With that in mind, what Paul seems to be pointing towards here in Romans 8 is a grand reversal of that curse. Not only will human beings be freed from their curse, which has bound them over to sin, suffering and death, but so also will the creation be freed from its curse. No longer will the ground produce thorns and thistles, and be laborious to look after; at that time, the earth will be bountiful and productive, and human beings will once again take their place over it in the ways that they were always intended. But rather than ruin the earth as we do now in our sinful state, instead we will be God’s stewards in making it flourish, enjoying the goodness of our ever joyful and ever creative God!
This is a picture worth pausing over. Rather than the popular picture of heaven we often imagine, where we float on clouds playing harps with our angelic wings, instead we see an exciting picture of our human potential being brought out in the finest sort of way. There will be things to do! Experiences to have! Work to be done! But not the kind of work that is toilsome and tiring. Instead, it will be work invigorated with energy, joy, and most of all, love.

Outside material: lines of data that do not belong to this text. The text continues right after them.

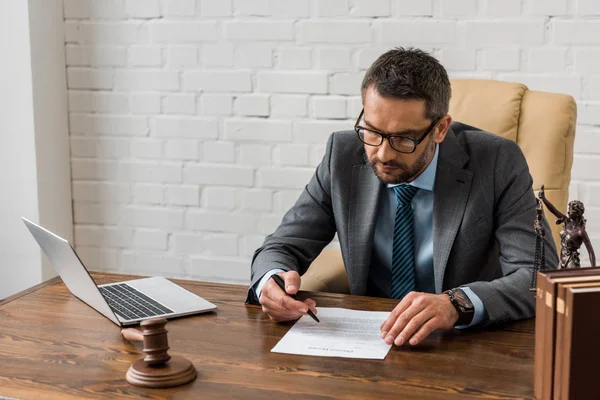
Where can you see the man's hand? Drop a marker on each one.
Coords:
(416, 316)
(278, 305)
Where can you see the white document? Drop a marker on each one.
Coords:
(341, 333)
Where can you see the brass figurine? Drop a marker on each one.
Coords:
(573, 233)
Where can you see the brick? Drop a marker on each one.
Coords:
(547, 60)
(292, 82)
(412, 8)
(503, 8)
(146, 80)
(252, 105)
(333, 58)
(145, 103)
(145, 56)
(100, 102)
(218, 198)
(96, 55)
(288, 178)
(223, 152)
(150, 171)
(216, 104)
(317, 132)
(83, 9)
(182, 150)
(230, 270)
(146, 148)
(147, 239)
(101, 214)
(418, 32)
(579, 32)
(259, 30)
(498, 32)
(348, 84)
(101, 192)
(179, 103)
(261, 130)
(289, 8)
(182, 195)
(187, 243)
(255, 200)
(331, 8)
(179, 8)
(334, 32)
(256, 155)
(217, 81)
(566, 84)
(291, 154)
(215, 8)
(111, 237)
(295, 58)
(259, 8)
(182, 56)
(499, 59)
(253, 55)
(548, 7)
(285, 199)
(215, 221)
(153, 217)
(283, 105)
(371, 8)
(220, 244)
(183, 32)
(218, 55)
(147, 193)
(329, 107)
(218, 175)
(119, 33)
(83, 78)
(188, 127)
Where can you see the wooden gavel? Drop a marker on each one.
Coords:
(157, 369)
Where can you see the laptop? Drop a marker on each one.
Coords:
(124, 303)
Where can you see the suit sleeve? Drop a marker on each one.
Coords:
(304, 231)
(508, 297)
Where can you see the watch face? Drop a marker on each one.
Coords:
(462, 299)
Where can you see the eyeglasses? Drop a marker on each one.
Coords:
(402, 144)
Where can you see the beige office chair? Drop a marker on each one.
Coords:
(543, 125)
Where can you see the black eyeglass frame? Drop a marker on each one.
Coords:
(383, 136)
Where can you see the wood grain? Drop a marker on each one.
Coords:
(53, 346)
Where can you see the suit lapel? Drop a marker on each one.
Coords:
(365, 190)
(451, 191)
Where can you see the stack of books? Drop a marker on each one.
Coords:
(567, 335)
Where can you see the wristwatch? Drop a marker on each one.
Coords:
(463, 305)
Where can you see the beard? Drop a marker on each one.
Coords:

In our more reflective moments, we all recognize this is what we are groaning for. In our life now, even in its best moments, there is still an acknowledgement that something is missing…something is not quite complete. That longing we all experience is a desire for the Kingdom of God in all of its fullness. It is sometimes hard to recognize it as such, and therefore we go to any other thing to try to fill that void. But it is not to be found, at least not fully, until God makes it so in the resurrection. We are groaning for that day…but so is the creation. It too, longs to be free from its curse so that it can flourish under the rule of the redeemed children of God to be what God made it to be. This is what we have to look forward to in Christ.
In a world that is currently in turmoil at every side, don’t you long for that day?